The amount of cold Labrador Current water entering the Gulf of Maine varies greatly from year to year. The technical terms for this oceanographic phenomena are “barn door open,” “barn door closed,” and “barn door ajar.” Barn door open years have the coldest deep water in the Gulf of Maine and are associated with good reproduction by cod. Cod will have more than 200,000 eggs per fish per year. Every year need not be a good reproduction year when cod live for decades. If the barn door is closed for a couple of years cod will get by.
From the cod’s perspective, down below, a four degree temperature spike in surface waters does not a rapid warming of ocean waters make.
Marine life abounds in the Gulf of Maine because it is nearly a closed ecosystem. Fresh water from the Saint John (the “Rhine of North America”), Penobscot, Kennebec, Saco, and Merrimack Rivers reduces the salinity to 34 parts per thousand. Salinity nearby in the Atlantic Ocean is 36 ppt. Fresh water stretches out across the sea surface and drives a counter clockwise gyre around the Gulf.
Unlike marine life living south of Cape Cod, marine life born in the Gulf stays in the Gulf, generation after generation. Unfortunately, pollutants swirl around and do not dilute like elsewhere.

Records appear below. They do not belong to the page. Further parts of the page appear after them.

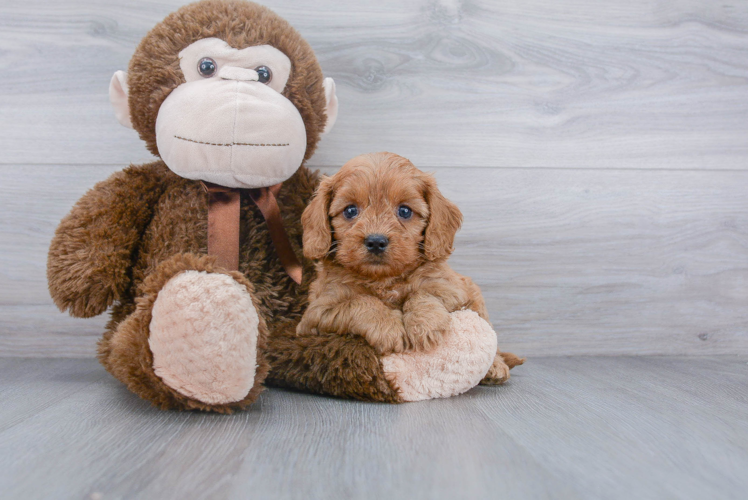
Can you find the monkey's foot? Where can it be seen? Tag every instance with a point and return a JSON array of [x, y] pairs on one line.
[[457, 364], [204, 337]]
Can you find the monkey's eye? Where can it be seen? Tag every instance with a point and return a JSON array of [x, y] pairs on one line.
[[350, 212], [264, 74], [404, 212], [207, 67]]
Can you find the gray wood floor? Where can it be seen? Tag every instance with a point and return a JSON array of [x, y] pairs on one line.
[[597, 149], [584, 427]]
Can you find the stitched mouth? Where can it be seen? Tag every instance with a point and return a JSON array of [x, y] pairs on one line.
[[230, 143]]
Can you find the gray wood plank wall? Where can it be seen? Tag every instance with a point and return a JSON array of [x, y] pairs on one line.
[[599, 152]]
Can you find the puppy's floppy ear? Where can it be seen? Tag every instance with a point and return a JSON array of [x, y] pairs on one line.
[[444, 221], [315, 220]]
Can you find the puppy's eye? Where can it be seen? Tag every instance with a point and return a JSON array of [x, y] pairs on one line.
[[207, 67], [264, 74], [404, 212], [350, 212]]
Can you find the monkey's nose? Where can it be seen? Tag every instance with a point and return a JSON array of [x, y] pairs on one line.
[[376, 243], [239, 74]]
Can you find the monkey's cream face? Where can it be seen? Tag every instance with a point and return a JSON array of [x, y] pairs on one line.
[[228, 123]]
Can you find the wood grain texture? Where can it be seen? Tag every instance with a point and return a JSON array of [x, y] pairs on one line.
[[579, 84], [570, 261], [561, 428]]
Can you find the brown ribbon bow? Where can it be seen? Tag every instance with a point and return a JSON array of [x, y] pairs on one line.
[[223, 226]]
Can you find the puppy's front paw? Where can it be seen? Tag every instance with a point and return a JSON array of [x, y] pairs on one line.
[[498, 373], [307, 326], [424, 329], [389, 336]]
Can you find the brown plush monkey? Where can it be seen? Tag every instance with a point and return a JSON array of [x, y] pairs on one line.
[[229, 96]]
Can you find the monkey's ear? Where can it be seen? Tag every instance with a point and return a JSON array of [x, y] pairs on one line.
[[118, 98], [332, 104], [444, 221], [316, 222]]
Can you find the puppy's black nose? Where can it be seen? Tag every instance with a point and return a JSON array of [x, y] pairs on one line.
[[376, 243]]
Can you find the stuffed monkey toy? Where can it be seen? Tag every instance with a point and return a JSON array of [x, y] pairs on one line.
[[196, 255]]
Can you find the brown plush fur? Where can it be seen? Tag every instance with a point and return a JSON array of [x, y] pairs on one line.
[[400, 299], [154, 68], [128, 235]]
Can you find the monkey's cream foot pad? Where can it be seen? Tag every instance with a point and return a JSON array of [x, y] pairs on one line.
[[457, 364], [203, 336]]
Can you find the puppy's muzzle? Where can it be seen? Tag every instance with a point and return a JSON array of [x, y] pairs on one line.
[[376, 243]]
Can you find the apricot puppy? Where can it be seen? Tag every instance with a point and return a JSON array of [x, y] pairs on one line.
[[382, 232]]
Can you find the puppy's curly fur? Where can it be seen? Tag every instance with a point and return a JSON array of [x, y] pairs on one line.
[[400, 298]]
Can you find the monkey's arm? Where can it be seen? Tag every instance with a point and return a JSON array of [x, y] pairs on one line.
[[341, 310], [90, 254]]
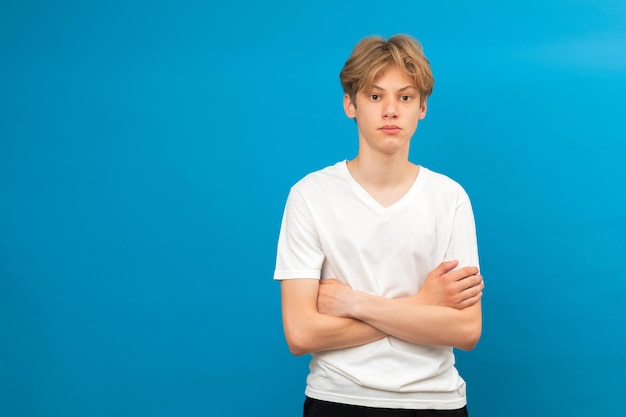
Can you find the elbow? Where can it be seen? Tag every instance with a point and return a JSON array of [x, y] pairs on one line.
[[298, 343], [470, 336]]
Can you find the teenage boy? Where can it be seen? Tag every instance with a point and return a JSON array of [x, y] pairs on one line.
[[377, 256]]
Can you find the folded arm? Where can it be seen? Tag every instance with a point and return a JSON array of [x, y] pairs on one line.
[[317, 314], [307, 330], [454, 318]]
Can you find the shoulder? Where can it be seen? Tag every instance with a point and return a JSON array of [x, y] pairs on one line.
[[323, 180], [442, 185]]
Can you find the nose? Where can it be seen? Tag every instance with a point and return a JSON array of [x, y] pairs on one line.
[[389, 110]]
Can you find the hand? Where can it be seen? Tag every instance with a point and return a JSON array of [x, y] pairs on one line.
[[334, 298], [458, 289]]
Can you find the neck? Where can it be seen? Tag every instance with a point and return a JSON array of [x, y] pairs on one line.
[[382, 170]]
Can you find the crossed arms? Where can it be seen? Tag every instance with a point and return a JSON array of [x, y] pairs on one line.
[[326, 314]]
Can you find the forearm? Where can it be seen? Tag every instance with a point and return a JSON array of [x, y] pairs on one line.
[[418, 323], [307, 330]]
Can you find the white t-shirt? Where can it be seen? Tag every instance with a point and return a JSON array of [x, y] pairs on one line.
[[332, 228]]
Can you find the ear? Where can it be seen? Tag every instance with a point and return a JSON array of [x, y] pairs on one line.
[[423, 107], [348, 106]]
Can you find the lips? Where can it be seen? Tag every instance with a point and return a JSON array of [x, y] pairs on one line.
[[390, 129]]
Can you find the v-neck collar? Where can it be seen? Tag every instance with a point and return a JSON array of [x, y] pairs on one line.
[[372, 202]]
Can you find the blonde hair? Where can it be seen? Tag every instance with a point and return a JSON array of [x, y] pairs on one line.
[[373, 55]]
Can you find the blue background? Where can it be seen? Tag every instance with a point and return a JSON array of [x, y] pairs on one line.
[[147, 148]]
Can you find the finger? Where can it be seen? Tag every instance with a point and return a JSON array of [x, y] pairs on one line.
[[445, 267], [462, 273]]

Given the great extent and massive volume of the Atlantic, for the surface waters of the estuary known as the Gulf of Maine to warm more rapidly is not surprising. Here, surface water temperature changes, how the currents run and gyre turns, are more related to seasonal weather than to climate. There’s much movement in the spring and much less in the winter.
Knowledge of the Gulf of Maine waters runs deep. Henry Sinclair and his crew of Scotsmen began catching cod in the Bigelow Bight north off Newburyport in 1398. Like the cover of a book, it is best not judge a fishery by temperatures found on the sea’s face.

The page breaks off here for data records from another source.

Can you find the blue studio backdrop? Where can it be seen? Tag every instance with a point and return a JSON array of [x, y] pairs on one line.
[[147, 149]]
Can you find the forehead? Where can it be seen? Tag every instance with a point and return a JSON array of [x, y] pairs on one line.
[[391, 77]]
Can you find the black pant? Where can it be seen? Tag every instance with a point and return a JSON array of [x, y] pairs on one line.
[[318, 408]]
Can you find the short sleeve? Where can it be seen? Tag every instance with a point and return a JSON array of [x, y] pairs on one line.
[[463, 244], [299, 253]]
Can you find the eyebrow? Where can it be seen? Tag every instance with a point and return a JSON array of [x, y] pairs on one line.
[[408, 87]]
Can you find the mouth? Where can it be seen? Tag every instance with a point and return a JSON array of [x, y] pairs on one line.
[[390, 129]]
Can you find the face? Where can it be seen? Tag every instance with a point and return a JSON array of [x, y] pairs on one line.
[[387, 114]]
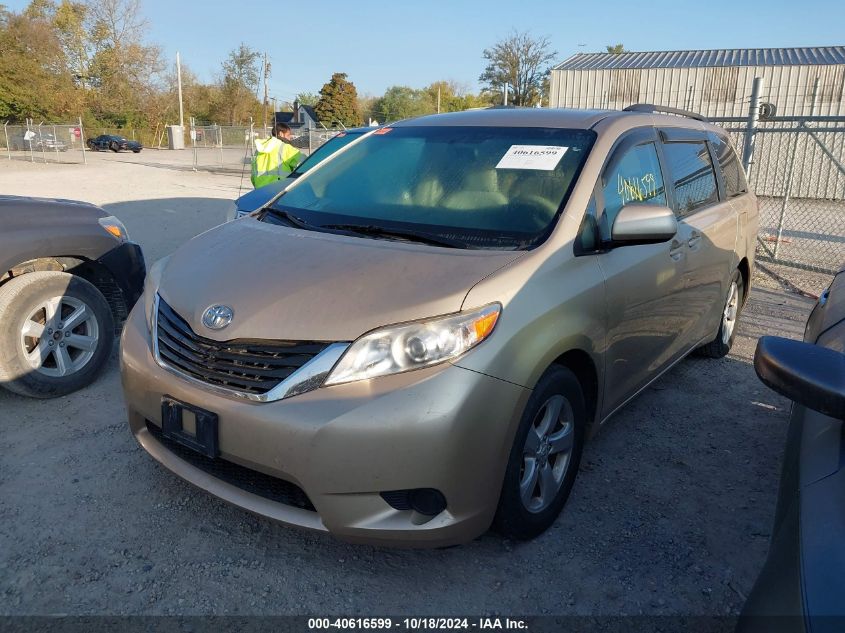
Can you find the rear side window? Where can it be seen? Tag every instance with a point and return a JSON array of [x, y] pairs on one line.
[[735, 184], [634, 178], [693, 178]]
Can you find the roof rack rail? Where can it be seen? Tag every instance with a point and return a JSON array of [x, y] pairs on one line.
[[650, 107]]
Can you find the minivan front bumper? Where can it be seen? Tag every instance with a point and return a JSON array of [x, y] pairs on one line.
[[443, 428]]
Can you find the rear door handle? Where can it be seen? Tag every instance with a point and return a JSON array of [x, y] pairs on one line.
[[694, 240], [676, 250]]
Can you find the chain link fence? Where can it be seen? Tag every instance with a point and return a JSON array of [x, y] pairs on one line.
[[229, 148], [44, 142], [797, 173]]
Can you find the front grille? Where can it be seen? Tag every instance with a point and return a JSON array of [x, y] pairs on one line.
[[248, 366], [246, 479]]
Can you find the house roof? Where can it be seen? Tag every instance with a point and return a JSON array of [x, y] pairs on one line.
[[809, 56]]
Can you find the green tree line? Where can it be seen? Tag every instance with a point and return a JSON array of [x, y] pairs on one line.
[[67, 58]]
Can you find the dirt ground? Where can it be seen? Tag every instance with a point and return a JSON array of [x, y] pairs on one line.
[[670, 514]]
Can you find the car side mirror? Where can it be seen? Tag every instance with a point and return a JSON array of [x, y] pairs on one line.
[[643, 224], [811, 375]]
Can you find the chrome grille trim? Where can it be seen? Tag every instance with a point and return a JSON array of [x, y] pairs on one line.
[[307, 376]]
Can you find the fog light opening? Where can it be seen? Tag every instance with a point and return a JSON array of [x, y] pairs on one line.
[[425, 501]]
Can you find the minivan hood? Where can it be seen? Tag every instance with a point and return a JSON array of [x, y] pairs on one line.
[[291, 284]]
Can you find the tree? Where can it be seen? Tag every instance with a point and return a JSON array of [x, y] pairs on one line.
[[34, 81], [241, 76], [338, 102], [455, 97], [521, 61], [402, 102], [307, 98]]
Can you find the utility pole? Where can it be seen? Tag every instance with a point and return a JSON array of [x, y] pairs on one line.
[[179, 87], [266, 98]]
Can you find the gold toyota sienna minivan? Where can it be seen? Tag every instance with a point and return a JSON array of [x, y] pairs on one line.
[[413, 341]]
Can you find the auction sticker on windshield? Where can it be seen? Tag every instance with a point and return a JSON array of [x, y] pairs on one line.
[[540, 157]]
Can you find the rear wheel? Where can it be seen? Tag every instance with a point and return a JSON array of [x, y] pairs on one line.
[[58, 333], [721, 345], [544, 458]]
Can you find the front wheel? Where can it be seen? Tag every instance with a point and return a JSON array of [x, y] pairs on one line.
[[58, 332], [721, 345], [544, 458]]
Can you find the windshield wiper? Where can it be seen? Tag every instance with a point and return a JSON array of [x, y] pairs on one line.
[[288, 217], [400, 234]]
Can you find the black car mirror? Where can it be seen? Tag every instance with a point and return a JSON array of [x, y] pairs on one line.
[[811, 375]]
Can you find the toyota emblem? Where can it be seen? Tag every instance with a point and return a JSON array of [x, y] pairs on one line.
[[217, 317]]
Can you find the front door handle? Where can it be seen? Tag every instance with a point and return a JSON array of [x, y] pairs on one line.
[[676, 250], [694, 240]]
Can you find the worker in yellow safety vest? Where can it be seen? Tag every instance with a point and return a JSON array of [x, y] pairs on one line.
[[274, 157]]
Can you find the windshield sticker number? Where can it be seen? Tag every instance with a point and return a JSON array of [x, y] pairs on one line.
[[539, 157]]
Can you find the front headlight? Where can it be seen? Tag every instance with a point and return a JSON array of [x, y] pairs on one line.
[[399, 348], [151, 284]]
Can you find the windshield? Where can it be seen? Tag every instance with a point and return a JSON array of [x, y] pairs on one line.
[[325, 150], [485, 187]]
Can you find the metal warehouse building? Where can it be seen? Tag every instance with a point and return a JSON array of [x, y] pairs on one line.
[[715, 83]]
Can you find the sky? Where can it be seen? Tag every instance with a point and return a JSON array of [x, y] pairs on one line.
[[380, 44]]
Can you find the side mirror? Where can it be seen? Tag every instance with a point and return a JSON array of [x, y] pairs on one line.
[[811, 375], [643, 224]]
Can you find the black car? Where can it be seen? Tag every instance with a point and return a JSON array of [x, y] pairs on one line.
[[113, 142], [802, 585], [68, 278]]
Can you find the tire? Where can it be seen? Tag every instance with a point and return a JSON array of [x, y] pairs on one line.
[[732, 308], [523, 517], [63, 367]]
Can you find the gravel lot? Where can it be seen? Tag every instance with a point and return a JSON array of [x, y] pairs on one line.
[[670, 514]]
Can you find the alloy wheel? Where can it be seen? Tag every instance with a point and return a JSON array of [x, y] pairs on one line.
[[60, 336], [547, 454]]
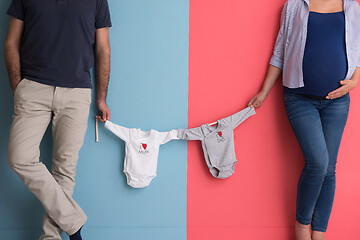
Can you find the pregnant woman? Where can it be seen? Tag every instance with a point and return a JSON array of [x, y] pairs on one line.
[[318, 53]]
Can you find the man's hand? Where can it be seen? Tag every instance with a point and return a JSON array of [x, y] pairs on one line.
[[14, 85], [346, 86], [104, 111], [257, 100]]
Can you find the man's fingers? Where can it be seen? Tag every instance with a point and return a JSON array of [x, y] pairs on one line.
[[251, 102]]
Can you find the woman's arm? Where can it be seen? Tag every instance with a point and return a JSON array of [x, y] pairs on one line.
[[12, 51], [276, 64], [271, 77], [347, 85]]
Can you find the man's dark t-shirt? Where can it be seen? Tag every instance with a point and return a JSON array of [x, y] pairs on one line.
[[58, 39]]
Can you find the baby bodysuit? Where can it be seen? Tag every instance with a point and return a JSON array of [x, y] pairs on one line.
[[141, 152], [218, 142]]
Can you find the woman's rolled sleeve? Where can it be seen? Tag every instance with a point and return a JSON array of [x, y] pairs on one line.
[[277, 58]]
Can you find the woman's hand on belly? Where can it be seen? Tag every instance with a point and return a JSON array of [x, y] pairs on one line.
[[346, 86]]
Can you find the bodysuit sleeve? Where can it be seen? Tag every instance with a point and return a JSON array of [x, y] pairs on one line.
[[119, 131], [191, 134], [164, 137], [234, 120]]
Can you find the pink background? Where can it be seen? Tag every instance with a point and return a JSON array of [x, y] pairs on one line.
[[231, 42]]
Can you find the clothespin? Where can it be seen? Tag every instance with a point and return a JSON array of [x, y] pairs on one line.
[[96, 129], [213, 123]]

In 1638, the Pilgrims passed the first fisheries regulation banning the use of cod and striped bass to fertilize fields. It was obvious to those that had left behind the cod bereft waters of Great Britain that cod habitats were not what they were on arrival what with all the clearings, roads, constructions and river damming.
Rather than lay blame on fishery management, we must clean up our act. Stop polluting land, waterways and atmosphere. We must practice responsible stewardship and restore essential cold-water fish habitats. Ours is the only Gulf of Maine we’ve got.